A venturi-type downhole flowmeter was installed in well 22/2a-16Y to obtain continuous pressure, temperature, and flow rate measurements. The production from the other well could then be calculated by subtracting the venturi flowmeter measurements from the total rate measurements made at the FPSO.
Venturi-type downhole flowmeters are, strictly speaking, only applicable in liquid environments because the Bernoulli principle is valid only for single-phase flow and is tenable only in low-slip liquid-liquid flow regimes, such as in the concurrent flow of oil and water at high velocities. Because the Chestnut oil is saturated, it was known that free gas would be seen at the intake of the venturi because the flowing pressure would, by definition, be below the bubblepoint.
To address the challenges caused by two-phase flow through the flowmeter, a workflow was developed that would first assess the quantity and affect of the free gas in the venturi device. The workflow was then developed to increase the accuracy of the flowmeter in the two-phase oil-gas flowing conditions.
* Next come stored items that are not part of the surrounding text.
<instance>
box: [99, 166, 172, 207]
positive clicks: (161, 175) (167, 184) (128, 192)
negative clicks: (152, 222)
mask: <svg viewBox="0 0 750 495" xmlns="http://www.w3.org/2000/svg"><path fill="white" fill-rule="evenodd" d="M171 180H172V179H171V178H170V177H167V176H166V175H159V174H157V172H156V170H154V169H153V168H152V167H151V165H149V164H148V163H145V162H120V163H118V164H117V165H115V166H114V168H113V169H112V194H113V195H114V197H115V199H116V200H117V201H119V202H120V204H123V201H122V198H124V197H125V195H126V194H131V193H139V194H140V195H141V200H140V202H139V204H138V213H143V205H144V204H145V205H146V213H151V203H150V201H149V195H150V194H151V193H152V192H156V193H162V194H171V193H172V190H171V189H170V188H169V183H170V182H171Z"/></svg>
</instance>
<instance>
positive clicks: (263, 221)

The enhanced flow calculations were then validated by using FPSO test separator data when only the flowmeter-equipped well was producing. The enhanced model improved the accuracy of the liquid-rate predictions across various rates from initial discrepancies of 40% to 190%, to less than 5%, allowing Centrica Energy to achieve its well- and reservoir-monitoring objectives.
The use of venturi-type flowmeters has traditionally been limited to applications in which only liquid is flowing through the meter. This present case study shows that customized workflows can improve the accuracy of the venturi flowmeter measurements in multiphase environments, making these downhole flowmeters a cost effective alternative to true multiphase meters for certain applications.